TrickBot evades Windows 10 detection, bypassing User Account Control (UAC) to deliver malware. Lately, the trojan became one of the most advanced vehicles for malware delivery. Thus, it can deliver malware across multiple workstations and endpoints on a network.
UAC is a Windows security feature designed to prevent changes to an operating system by unauthorized users, application or malware. But researchers at Morphisec Labs said that the TrickBot malware is particularly dangerous. That’s because it’s constantly evolving with new functionality to make it even harder to detect its delivery of malware.
“On almost a daily basis, malicious actors reinvent TrickBot and work to find new pathways to deliver the trojan onto user machines,” Morphisec security researcher Arnold Osipov said. “This is what makes TrickBot among the most advanced malware delivery vehicles; the constant evolution of methodologies used for delivery.”
How it works?
According to the report, the WSReset UAC Bypass first checks a system to see if it’s running Windows 7 or Windows 10, Osipov mentioned. In fact, the latter is a condition for the malware to use the WSReset UAC Bypass.
Thus, TrickBot authors take advantage of the WSReset.exe process. This is a Microsoft-signed executable used to reset Windows Store settings, according to its manifest file. And, according to the same researcher, key to the success of TrickBot’s new functionality is that the ‘autoElevate’ property in the process is set to “true” . “This is what allows the WSReset UAC Bypass to be used for privilege escalation,” Osipov wrote.
Then, TrickBot decrypts its strings in order to use the WSReset UAC Bypass, such as the registry path and the command to execute. Next, the trojan uses “reg.exe” in order to add the relevant keys that allow it to utilize the WSReset UAC Bypass. Finally, it executes WSReset.exe, “which will cause TrickBot to run with elevated privileges without a UAC prompt,” Osipov explained.
“TrickBot does that using ‘ShellExecuteExW’ API. This final executable allows TrickBot to deliver its payload onto workstations and other endpoints,” he wrote.
Evolution of TrickBot
TrickBot appeared in 2016 as a banking malware. But since then, it has developed into an all-purpose, module-based crimeware. This solution specifically targets corporations. Since it’s been active, its creators managed to permanently find new, inventive and elusive ways to deliver malicious payloads.
In 2019 alone, various versions of TrickBot, including a feature that goes after remote desktop credentials and an update to its password grabber appeared.
Also, last year, researchers found evidence that the crimeware organization behind TrickBot forged an unprecedented union with North Korean APT group Lazarus. So, this was obvious through an all-in-one attack framework developed by TrickBot called Anchor Project.

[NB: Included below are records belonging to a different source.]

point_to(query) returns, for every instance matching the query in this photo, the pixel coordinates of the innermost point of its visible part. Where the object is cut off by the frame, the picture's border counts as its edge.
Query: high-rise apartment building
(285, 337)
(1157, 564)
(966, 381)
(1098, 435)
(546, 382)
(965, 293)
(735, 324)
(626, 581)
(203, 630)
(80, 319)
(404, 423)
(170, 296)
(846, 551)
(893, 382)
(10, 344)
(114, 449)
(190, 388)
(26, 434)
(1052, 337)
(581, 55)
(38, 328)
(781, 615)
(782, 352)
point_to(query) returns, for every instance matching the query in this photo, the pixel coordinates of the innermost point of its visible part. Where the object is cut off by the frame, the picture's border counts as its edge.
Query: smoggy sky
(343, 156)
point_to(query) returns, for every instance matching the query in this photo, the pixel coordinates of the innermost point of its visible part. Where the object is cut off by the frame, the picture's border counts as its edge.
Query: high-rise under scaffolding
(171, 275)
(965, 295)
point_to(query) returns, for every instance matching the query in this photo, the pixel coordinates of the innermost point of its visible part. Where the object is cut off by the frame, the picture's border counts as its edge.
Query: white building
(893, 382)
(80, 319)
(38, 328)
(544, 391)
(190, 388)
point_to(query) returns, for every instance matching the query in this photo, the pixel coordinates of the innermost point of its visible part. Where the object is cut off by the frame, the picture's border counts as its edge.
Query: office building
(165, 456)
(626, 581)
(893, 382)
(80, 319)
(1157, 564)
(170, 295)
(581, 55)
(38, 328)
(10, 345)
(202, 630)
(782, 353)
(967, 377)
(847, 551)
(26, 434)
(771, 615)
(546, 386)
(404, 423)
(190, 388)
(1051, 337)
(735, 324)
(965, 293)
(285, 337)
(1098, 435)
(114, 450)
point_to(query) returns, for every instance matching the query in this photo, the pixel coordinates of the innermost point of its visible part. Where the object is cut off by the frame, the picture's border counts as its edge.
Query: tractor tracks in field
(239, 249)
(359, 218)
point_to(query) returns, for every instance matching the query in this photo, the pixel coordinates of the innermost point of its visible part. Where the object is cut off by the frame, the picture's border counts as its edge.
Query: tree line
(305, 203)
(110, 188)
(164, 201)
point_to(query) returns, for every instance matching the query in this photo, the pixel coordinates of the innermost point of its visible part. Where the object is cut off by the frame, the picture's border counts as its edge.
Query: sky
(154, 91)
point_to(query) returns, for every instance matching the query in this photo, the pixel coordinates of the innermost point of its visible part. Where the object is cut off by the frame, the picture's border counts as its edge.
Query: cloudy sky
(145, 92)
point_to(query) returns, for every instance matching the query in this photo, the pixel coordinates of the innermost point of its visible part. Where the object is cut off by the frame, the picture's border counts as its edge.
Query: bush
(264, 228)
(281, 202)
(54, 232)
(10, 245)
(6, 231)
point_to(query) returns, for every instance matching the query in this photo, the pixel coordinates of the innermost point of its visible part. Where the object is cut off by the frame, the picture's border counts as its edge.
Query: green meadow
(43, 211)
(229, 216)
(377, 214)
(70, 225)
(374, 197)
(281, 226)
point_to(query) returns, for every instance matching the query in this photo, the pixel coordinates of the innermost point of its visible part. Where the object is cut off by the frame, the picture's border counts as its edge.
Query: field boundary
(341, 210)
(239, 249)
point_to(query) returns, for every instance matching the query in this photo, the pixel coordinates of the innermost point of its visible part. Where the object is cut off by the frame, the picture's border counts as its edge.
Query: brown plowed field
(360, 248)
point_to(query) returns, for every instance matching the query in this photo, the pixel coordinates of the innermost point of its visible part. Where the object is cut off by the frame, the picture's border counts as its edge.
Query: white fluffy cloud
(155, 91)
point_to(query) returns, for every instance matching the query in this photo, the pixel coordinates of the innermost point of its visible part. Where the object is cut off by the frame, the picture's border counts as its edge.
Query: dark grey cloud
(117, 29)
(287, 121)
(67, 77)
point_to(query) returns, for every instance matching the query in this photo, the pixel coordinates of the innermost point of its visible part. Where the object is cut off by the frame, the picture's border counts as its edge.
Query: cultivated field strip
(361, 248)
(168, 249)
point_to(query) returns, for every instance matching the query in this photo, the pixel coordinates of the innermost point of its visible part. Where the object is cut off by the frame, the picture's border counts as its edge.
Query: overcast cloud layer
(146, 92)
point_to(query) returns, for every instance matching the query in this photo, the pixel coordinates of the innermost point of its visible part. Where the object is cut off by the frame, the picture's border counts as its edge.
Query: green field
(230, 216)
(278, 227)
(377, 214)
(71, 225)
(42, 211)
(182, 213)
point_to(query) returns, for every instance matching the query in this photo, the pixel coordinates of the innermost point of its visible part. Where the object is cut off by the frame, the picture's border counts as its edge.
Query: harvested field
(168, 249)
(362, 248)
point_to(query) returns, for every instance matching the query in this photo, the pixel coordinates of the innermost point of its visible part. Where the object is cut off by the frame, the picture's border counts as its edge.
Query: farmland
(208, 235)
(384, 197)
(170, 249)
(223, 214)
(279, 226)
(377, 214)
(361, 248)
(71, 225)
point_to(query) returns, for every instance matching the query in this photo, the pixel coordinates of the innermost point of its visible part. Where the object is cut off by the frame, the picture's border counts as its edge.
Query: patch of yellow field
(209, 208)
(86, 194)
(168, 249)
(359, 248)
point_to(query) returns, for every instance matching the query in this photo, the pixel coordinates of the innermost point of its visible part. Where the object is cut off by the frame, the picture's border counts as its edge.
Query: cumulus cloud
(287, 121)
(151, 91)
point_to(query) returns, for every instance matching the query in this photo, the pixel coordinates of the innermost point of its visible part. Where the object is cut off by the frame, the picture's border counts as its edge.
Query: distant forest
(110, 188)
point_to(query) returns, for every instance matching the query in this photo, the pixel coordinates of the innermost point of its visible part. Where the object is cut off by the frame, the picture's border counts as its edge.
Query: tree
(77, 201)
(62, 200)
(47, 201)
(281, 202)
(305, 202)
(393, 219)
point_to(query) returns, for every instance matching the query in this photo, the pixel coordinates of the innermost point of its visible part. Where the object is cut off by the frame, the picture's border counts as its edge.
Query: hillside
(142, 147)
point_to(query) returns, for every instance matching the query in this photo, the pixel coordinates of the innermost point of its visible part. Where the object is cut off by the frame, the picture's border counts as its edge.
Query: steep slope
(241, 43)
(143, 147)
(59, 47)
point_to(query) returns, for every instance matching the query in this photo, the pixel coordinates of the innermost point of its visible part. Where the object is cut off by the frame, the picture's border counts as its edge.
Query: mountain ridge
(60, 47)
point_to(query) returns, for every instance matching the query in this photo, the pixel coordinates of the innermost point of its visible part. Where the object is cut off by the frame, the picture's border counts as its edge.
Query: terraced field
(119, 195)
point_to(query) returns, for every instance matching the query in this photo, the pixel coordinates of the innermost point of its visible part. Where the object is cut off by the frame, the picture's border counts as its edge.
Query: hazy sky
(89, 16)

So, researchers consider we should be ready for a very difficult 2020, when it comes to TrickBot. Until now, a team from SentinelLabs discovered that bad boys added a hidden backdoor dubbed “PowerTrick” already had been added to TrickBot.
TrickBot evades Windows 10 detection after cybersecurity experts discovered a new version of the Snatch ransomware which reboots infected Windows computers into Safe Mode.